The moduli spaces of weighted $n$-pointed stable curves of genus $g$ together with reduction and forgetful morphisms were introduced by Hassett in [4]. Following his construction we introduce in [3] the category among such genus zero curves, which we call Hassett category. Losev and Manin introduced in [5] the spaces which parametrize the stable curves of genus $g$ endowed with smooth painted by black and white points. Manin proved in [6] that this space can be realized as a Hassett space with suitable weighted points. Analogously, we introduce the Losev-Manin category determined by the these genus zero curves.

The space $\overline{\mathcal{M}}_{0,n}$ is the well-known GKDM compactification of the moduli space of genus zero $n$-pointed curves. It is proved by Kapranov that $\overline{\mathcal{M}}_{0,n}$ can be identified with the Chow quotient of the complex Grassmann manifold $G_{n,2}$ by the action of the algebraic torus. In the paper [2] Buchstaber and Terzi\'c introduced the notion of the universal space of parameters $\mathcal{F}_{n}$ for the canonical compact torus action $T^n$ on $G_{n,2}$, which is a compactification of the space of parameters of the main stratum. For the description of the outgrows in this compactification we used the structure ingredients of the orbit space $G_{n,2}/T^n$ and proved that $\mathcal{F}_{n}$ can be identified with $\overline{\mathcal{M}}_{0,n}$, providing the description of $\overline{\mathcal{M}}_{0,n}$ in terms of the equivariant topology of $G_{n,2}$.

In this talk we show that the Hassett category as well as the Losev-Manin category can be modeled in terms of the ingredients of the topological model $(U_n, p_n)$ constructed by Buchstaber and Terzi\'c [1] for the description of the orbit space $G_{n,2}/T^n$, where $U_n = \Delta_{n,2}\times \mathcal{F}_{n}$ for the hypersimplex $\Delta_{n,2}$ and a smooth compact manifold $\mathcal{F}_{n}$ and $p_n : U_n \to G_{n,2}/T^n$ is a continuous surjection.

The talk is based on the joint work with Victor M. Buchstaber.

[1] Victor M.~Buchtaber, Svjetlana Terzi\'c, {\em Resolution of Singularities of the Orbit Spaces $G_{n,2}/T^n$}, Trudy Mat. Inst. Steklova, {\bf 317} (2022), 27--63.
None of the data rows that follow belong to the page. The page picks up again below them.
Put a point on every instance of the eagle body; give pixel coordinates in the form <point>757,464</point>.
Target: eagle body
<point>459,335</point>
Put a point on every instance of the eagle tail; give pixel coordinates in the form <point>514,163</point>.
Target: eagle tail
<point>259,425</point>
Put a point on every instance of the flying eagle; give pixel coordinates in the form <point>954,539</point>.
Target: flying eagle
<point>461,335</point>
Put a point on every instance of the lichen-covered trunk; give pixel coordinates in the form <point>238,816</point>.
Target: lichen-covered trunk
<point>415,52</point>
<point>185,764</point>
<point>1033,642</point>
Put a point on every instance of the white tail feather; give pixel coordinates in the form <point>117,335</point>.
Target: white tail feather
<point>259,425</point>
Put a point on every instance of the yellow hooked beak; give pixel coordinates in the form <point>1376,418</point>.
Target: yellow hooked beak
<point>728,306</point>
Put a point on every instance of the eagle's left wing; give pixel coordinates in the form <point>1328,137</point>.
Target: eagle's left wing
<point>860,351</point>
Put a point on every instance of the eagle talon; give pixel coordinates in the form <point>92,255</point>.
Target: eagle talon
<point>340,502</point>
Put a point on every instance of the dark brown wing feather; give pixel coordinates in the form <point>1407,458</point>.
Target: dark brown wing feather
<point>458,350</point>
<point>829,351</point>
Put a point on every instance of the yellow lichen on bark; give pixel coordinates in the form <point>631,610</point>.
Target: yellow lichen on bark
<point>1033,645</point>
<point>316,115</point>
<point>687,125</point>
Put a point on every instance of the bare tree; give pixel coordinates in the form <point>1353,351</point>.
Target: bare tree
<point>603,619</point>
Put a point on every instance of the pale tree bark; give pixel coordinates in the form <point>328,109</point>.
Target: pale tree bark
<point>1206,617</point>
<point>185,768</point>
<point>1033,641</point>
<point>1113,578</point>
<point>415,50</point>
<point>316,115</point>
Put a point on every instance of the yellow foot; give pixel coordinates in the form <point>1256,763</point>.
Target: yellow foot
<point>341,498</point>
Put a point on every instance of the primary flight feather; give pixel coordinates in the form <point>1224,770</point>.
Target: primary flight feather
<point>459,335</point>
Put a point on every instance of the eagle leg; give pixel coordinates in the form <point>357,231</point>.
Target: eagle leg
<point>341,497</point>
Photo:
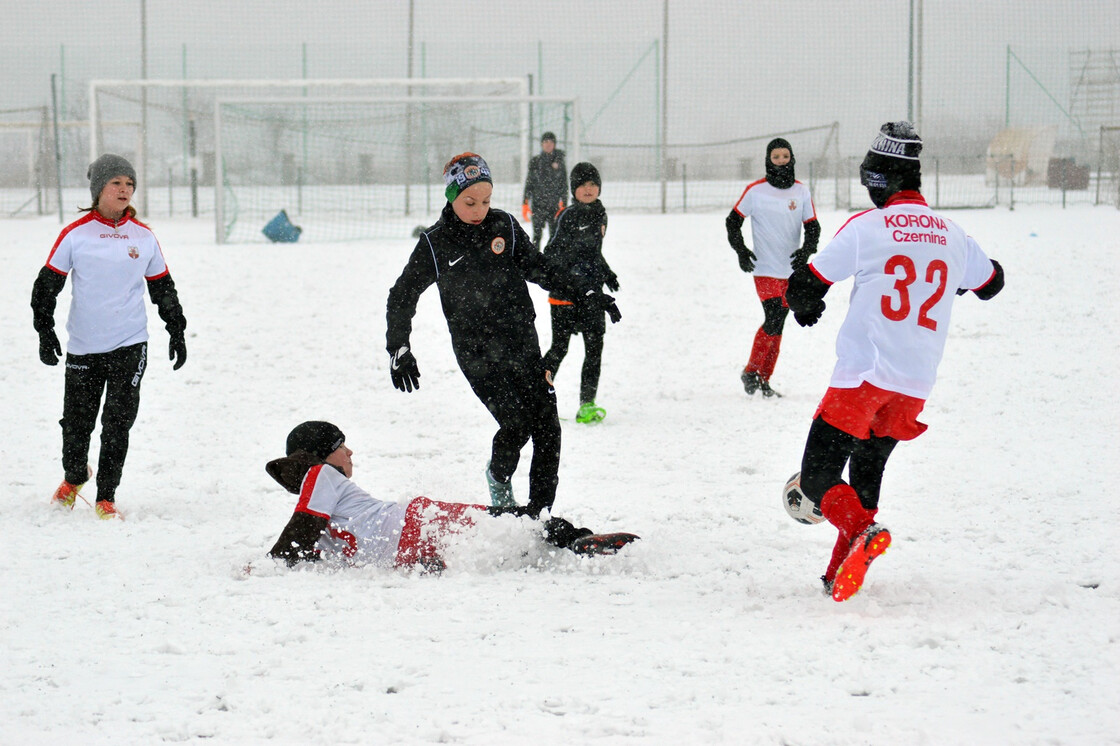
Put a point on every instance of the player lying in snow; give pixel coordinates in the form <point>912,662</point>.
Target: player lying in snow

[2] Victor M.~Buchstaber, Svjetlana Terzi\'c, {\em The orbit spaces $G_{n,2}/T^n$ and the Chow quotients $G_{n,2}/\!/\! (\mathbb{C}^{\ast})^{n}$} of the Grassmann manifolds $G_{n,2}$, Mat.~Sbornik, {\bf 214}, Iss.~12, (2023), 46--75.
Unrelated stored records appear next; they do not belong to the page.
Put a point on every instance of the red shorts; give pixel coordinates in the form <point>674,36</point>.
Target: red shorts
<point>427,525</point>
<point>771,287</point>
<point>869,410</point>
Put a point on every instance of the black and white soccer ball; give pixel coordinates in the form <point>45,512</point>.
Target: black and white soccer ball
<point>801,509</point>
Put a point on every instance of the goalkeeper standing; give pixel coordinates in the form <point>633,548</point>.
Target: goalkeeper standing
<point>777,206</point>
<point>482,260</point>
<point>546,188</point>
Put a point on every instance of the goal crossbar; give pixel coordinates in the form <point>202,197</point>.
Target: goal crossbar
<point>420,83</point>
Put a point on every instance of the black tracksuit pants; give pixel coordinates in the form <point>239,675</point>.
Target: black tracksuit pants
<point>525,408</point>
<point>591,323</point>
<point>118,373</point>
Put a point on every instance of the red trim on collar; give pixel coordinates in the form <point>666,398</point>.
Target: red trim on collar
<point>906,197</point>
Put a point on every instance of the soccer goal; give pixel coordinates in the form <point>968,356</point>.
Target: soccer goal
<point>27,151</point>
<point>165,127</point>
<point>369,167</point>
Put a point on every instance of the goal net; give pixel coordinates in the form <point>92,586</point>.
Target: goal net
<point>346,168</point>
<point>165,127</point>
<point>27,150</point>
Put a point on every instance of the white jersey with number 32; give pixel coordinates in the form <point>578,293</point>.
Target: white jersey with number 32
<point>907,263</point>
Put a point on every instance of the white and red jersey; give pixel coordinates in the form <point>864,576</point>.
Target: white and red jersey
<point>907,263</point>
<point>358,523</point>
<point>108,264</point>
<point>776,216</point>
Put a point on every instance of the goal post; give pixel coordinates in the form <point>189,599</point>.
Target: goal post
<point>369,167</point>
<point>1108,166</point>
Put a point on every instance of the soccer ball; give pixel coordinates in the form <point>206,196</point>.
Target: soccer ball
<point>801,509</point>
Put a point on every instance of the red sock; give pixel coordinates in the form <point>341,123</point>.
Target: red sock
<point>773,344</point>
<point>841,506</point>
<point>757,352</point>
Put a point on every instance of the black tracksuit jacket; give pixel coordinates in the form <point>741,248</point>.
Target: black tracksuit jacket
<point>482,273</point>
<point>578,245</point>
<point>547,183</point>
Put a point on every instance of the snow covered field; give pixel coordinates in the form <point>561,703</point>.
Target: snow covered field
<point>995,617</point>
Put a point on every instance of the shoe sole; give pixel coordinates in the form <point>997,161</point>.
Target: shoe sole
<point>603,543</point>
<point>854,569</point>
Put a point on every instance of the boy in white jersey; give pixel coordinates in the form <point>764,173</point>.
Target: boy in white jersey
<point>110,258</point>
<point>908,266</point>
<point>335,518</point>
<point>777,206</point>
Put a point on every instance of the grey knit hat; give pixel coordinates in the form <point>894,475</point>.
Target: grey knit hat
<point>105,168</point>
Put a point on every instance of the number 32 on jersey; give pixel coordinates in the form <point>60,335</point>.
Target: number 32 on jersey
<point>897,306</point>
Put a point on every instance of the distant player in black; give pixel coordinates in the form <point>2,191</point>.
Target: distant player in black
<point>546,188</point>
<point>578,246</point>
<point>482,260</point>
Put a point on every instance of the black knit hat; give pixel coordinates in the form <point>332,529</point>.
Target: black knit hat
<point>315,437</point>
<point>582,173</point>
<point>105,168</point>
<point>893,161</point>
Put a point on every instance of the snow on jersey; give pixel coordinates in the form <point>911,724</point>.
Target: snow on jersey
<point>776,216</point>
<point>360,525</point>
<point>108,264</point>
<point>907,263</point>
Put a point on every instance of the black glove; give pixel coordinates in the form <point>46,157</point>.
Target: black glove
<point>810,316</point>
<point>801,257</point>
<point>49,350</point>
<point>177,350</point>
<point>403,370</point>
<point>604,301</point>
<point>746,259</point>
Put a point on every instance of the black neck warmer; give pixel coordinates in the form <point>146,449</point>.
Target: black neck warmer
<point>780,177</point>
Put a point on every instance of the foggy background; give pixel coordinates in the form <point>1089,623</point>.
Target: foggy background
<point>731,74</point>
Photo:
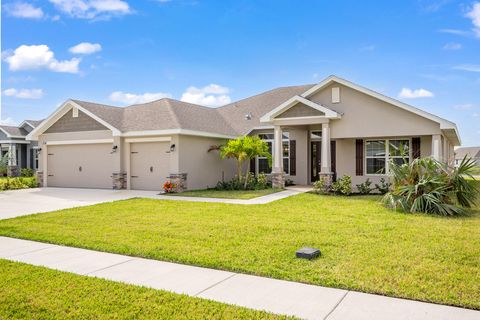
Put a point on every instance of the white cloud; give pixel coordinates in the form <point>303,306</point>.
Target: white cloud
<point>452,46</point>
<point>468,67</point>
<point>24,93</point>
<point>407,93</point>
<point>23,10</point>
<point>474,15</point>
<point>91,9</point>
<point>370,47</point>
<point>466,106</point>
<point>85,48</point>
<point>131,98</point>
<point>212,95</point>
<point>39,57</point>
<point>454,31</point>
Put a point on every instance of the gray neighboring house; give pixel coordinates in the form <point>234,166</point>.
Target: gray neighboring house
<point>328,129</point>
<point>13,141</point>
<point>471,152</point>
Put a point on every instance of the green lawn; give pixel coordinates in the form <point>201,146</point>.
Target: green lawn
<point>365,247</point>
<point>30,292</point>
<point>225,194</point>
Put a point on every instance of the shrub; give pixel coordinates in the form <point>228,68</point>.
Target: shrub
<point>383,187</point>
<point>343,185</point>
<point>320,186</point>
<point>253,183</point>
<point>429,186</point>
<point>262,182</point>
<point>27,172</point>
<point>17,183</point>
<point>169,187</point>
<point>364,188</point>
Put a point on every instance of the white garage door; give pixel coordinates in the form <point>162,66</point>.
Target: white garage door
<point>80,166</point>
<point>149,163</point>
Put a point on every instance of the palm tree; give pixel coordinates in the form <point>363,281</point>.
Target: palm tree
<point>244,149</point>
<point>430,186</point>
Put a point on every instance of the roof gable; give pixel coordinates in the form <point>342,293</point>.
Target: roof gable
<point>69,123</point>
<point>60,112</point>
<point>302,108</point>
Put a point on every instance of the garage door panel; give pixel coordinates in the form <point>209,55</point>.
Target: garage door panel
<point>80,166</point>
<point>149,162</point>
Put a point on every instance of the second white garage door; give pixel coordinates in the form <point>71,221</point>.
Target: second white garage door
<point>149,163</point>
<point>80,166</point>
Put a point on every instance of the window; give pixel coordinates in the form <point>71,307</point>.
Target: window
<point>315,135</point>
<point>380,152</point>
<point>262,162</point>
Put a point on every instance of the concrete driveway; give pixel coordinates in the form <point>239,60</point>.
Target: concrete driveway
<point>28,201</point>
[3] Victor M.~Buchtaber, Svjetlana Terzi\'c, {\em Moduli spaces of weighted pointed stable curves and toric topology of Grassmann manifolds}, preprint, 2024.

[4] Brendan Hassett, {\em Moduli spaces of weighted pointed stable curves}, Advan.~in Math.~{\bf 173}, Iss.~2, (2003), 316--352.

[5] Andrey Losev, Yuri Manin, {\em New moduli spaces of pointed curves and pencils of flat connections}, Michigan Journ.~of Math., {\bf 48} (Fulton’s Festschrift) (2000), 443--472.

[6] Yuri Manin, {\em Moduli stacks $\overline{L}_{g,S}$}, Mosc.~Math.~ Journal, {\bf 4}, Iss.~1, (2004), 181--198.